What is digital factory software?

Digital factory software takes the software factory concept further by incorporating it into a cloud-native ecosystem and sometimes extending it to business operations and product development too. In this context, it can mean two things:

1. Digital factory for software development (DevOps/DevSecOps). This refers to cloud-based platforms that manage the entire software development lifecycle.

These platforms are often branded as “digital software factories” by cloud service providers, especially in enterprise and government sectors, to highlight their ability to scale secure, agile development across teams.

2. Digital factory for smart manufacturing (Industry 4.0). In industrial settings, digital factory software means a cloud-based platform that models, monitors, and optimizes manufacturing processes. This typically includes:

Tips for new AWS users

Getting started with AWS can feel like walking into a huge supermarket where everything looks useful—but you’re not sure where to begin. Here are some tips to help you get off on the right foot:

Which services to start with? If you’re just exploring AWS, start simple:

  • EC2: Launch a virtual machine and get familiar with the core of cloud computing.
  • S3: Try uploading and storing files. S3 is foundational for almost every project.
  • RDS or DynamoDB: Choose RDS for relational databases, or DynamoDB for NoSQL needs.
  • Lambda: A great entry point to serverless computing.

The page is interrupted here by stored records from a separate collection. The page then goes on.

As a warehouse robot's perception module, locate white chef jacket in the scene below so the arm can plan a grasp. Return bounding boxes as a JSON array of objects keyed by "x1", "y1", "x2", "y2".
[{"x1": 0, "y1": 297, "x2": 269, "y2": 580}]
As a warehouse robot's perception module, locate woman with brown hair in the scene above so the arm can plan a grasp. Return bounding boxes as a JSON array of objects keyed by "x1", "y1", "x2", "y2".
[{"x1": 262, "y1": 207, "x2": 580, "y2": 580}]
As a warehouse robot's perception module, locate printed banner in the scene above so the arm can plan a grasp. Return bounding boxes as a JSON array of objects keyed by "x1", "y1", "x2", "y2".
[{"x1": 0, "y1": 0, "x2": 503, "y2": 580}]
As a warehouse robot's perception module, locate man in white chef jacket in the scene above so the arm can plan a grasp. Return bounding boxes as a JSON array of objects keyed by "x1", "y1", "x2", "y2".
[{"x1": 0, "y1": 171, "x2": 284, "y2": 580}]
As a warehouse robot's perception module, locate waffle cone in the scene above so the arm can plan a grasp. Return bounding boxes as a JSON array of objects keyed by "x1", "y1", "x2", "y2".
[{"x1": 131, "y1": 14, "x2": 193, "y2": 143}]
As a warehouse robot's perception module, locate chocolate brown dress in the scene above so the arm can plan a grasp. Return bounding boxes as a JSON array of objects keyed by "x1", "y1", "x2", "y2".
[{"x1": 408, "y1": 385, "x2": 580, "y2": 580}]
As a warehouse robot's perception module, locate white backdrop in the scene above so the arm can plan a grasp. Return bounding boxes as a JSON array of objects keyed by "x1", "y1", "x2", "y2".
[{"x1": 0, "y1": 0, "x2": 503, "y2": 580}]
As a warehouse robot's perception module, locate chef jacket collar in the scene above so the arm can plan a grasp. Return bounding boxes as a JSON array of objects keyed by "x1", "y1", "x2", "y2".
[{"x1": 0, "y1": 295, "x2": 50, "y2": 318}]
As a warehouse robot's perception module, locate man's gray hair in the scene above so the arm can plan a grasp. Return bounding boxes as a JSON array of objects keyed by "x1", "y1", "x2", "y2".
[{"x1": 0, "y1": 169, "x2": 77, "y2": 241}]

Write a simple function and trigger it with a click.
  • CloudWatch: Begin tracking performance and logs. It’s key to understanding what’s happening behind the scenes.

Common pitfalls to avoid

1. Forgetting to shut down services. EC2 instances, RDS databases, and even unused EBS volumes can rack up costs.

2. Skipping IAM. Don’t use root credentials for everything. Set up IAM roles and permissions right away.

3. Not understanding pricing. AWS charges by the second or request in some cases. Always check the pricing model of a service before deploying at scale.

4. Overcomplicating the stack. Start simple. Avoid throwing 10 services at a “Hello World” project.

Free-tier options in 2025

AWS still offers a generous free tier in 2025:

  • EC2: 750 hours/month of t2.micro or t3.micro instances (for 12 months).
  • S3: 5GB of standard storage + 20,000 GET and 2,000 PUT requests.
  • Lambda: 1 million requests and 400,000 GB-seconds of compute time per month.
  • RDS: 750 hours of usage for db.t2.micro instances, with 20GB of storage.
  • CloudWatch: Basic monitoring with 10 custom metrics and 5GB of log ingestion.

These free-tier offerings are perfect for experimentation and small MVPs.